“A Domani” parla di una storia d’amore.
Si tratta dell’amore più antico, forte e puro: quello che unisce una madre e il proprio figlio.
Lei è malata, ha poco tempo, la vita di lui è ridisegnata dal tempo immobile della malattia. Tutto diventa incerto. I confini familiari sembrano richiudersi e soffocare, i luoghi e gli oggetti della quotidianità si trasformano in nuovi pericoli, figure stranianti, fantasmi di ciò che è stato. In questo nuovo spazio, emerge l’essere umano che dovrà cercare di dare senso all’aspetto più inaccettabile della condizione umana: imparare a dire addio a ciò che amiamo.
“A Domani” nasce da un vissuto personale e dall’esigenza artistica di esprimerlo.
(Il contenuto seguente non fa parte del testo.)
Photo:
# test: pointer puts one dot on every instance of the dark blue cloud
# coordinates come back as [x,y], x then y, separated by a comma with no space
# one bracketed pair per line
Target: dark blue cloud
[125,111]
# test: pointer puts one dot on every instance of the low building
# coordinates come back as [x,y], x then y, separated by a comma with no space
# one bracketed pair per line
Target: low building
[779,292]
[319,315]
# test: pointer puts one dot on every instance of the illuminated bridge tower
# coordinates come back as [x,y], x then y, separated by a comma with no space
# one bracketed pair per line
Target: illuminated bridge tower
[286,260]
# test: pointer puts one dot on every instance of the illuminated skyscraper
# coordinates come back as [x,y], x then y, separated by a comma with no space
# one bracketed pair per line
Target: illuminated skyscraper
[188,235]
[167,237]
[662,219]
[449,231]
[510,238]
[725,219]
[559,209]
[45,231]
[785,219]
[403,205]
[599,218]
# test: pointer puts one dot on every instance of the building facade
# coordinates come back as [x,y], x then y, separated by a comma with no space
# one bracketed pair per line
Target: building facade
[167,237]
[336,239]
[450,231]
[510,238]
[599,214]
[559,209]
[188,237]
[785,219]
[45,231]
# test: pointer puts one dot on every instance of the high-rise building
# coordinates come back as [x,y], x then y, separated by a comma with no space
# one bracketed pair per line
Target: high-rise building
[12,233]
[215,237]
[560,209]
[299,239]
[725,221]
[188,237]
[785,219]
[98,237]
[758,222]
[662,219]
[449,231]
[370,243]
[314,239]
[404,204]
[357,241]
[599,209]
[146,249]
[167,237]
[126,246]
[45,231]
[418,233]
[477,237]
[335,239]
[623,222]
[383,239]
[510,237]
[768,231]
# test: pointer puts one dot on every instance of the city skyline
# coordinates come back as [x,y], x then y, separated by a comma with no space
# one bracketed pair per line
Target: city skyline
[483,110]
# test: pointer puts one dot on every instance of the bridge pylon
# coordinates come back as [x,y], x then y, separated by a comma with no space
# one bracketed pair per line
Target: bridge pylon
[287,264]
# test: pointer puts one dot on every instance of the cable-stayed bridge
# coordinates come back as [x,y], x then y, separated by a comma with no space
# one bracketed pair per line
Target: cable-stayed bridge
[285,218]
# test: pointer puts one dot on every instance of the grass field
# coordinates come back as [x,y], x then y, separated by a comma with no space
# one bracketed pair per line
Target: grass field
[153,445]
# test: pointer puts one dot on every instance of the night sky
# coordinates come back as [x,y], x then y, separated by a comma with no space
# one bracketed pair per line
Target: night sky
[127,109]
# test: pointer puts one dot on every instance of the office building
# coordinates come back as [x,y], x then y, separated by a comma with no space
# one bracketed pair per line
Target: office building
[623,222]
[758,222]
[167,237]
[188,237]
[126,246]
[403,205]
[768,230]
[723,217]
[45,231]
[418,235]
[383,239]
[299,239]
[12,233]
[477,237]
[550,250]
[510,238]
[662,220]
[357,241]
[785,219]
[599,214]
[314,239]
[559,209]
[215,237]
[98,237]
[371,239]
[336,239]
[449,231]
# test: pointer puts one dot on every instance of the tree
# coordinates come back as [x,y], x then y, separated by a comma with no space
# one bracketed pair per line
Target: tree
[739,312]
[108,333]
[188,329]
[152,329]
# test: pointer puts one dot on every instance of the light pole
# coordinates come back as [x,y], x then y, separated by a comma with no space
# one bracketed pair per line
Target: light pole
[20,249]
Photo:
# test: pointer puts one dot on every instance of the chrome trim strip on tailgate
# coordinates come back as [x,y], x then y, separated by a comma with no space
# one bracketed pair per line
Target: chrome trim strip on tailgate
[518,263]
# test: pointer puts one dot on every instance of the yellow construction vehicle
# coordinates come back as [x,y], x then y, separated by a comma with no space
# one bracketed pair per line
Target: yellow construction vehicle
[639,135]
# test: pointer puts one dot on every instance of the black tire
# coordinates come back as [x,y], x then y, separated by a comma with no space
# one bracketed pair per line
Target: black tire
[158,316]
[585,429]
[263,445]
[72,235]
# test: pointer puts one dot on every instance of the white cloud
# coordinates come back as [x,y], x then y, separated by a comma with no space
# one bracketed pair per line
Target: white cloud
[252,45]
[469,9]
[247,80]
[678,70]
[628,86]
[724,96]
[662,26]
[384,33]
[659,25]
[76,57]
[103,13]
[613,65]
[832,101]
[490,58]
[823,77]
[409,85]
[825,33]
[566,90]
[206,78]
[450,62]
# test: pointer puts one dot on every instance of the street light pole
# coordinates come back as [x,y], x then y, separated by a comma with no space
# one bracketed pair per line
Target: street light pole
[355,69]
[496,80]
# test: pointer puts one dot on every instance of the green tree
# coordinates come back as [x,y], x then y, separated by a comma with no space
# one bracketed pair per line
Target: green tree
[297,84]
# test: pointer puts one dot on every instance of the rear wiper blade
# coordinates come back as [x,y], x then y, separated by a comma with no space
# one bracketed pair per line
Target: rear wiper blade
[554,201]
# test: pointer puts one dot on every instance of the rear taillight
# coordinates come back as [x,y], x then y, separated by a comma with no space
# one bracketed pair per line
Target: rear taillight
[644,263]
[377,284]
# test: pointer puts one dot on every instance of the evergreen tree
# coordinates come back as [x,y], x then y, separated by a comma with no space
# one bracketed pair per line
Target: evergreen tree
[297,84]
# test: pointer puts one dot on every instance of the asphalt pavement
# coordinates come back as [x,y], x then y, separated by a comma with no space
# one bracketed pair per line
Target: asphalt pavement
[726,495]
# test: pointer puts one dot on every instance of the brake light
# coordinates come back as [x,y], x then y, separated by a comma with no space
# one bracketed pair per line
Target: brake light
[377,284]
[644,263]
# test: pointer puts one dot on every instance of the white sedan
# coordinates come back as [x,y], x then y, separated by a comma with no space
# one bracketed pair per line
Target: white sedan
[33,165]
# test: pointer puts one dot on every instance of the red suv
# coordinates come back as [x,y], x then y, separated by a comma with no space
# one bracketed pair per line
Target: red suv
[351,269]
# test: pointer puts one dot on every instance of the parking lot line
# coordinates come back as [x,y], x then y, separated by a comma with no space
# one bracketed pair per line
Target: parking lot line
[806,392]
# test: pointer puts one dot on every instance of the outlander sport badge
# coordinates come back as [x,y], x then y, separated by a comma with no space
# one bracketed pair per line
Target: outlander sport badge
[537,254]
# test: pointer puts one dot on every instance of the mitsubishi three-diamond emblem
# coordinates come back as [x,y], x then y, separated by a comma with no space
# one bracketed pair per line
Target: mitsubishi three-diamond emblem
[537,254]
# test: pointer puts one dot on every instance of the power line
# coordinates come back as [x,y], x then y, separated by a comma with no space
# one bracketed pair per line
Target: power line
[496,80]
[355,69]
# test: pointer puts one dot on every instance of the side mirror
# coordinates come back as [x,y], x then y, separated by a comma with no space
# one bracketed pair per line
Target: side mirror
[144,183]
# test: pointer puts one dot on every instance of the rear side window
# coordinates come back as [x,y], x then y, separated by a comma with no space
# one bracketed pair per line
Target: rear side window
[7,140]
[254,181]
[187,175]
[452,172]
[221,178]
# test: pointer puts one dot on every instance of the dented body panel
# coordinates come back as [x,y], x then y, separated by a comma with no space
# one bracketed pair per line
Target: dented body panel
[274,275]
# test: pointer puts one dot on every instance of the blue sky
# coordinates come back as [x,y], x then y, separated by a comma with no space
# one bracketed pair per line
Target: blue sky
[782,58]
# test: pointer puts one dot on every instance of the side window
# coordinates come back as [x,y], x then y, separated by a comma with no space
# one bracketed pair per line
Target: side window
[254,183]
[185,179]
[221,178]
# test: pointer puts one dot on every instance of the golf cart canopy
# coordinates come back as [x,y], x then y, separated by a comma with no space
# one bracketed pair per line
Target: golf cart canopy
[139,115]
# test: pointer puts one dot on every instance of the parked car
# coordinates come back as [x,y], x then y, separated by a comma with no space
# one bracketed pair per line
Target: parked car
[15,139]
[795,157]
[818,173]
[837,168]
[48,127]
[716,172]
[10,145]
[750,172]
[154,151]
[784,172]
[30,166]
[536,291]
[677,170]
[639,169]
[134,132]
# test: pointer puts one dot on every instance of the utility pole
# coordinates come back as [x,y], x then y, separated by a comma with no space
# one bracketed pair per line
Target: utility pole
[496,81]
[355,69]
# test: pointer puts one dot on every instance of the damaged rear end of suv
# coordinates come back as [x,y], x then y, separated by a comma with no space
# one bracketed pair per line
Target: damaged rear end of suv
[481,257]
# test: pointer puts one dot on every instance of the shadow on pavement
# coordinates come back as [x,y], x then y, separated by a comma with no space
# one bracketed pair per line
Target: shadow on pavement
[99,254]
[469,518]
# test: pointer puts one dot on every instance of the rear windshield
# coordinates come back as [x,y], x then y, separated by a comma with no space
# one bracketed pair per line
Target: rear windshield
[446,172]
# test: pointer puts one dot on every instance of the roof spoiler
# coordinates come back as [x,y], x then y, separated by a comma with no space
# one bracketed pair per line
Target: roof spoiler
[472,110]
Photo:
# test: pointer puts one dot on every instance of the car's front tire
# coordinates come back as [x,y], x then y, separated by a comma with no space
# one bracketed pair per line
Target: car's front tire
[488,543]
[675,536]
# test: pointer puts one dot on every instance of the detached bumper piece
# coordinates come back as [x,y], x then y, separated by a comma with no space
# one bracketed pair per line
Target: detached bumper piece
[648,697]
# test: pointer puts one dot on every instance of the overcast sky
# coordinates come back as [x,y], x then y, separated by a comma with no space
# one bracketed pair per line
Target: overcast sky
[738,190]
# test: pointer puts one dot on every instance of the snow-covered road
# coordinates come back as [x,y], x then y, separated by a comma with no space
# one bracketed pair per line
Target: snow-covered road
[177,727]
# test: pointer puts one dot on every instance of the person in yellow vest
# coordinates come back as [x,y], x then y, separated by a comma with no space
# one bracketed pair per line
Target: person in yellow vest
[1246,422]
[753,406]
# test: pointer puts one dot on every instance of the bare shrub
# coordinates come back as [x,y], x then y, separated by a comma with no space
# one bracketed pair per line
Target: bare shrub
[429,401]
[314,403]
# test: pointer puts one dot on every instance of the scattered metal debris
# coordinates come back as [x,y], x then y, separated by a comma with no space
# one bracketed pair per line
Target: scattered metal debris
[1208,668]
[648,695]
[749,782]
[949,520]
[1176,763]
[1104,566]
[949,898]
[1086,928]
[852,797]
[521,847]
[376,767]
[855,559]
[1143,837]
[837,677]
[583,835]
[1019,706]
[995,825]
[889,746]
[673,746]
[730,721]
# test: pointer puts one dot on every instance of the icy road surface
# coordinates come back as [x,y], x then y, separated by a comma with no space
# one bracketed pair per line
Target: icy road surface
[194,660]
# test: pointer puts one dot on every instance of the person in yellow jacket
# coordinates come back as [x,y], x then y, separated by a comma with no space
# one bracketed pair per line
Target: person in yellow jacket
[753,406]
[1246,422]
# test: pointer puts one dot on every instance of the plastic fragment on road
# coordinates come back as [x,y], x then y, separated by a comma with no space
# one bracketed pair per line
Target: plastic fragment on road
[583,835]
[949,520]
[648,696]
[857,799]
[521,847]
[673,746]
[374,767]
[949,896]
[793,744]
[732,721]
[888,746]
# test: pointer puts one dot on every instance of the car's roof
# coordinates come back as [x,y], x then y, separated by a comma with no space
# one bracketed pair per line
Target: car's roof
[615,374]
La creazione si sviluppa dallo studio del morbo di Creutzfeldt-Jakob (CJD), una malattia neurodegenerativa rara, cercando di comprendere come l’ammalato si muove e si comporta nella quotidianità.
La scena è delimitata da un perimetro di fili da bucato, con appesi panni bianchi, che chiude la scena sui tre lati, creando un “ring” delimitato dal pubblico. Al centro, sul fondo, una porta: il confine; “dentro e fuori”, “realtà e pensiero”.
Resta alla fine una promessa, “A Domani”, l’augurio più bello che si possa fare.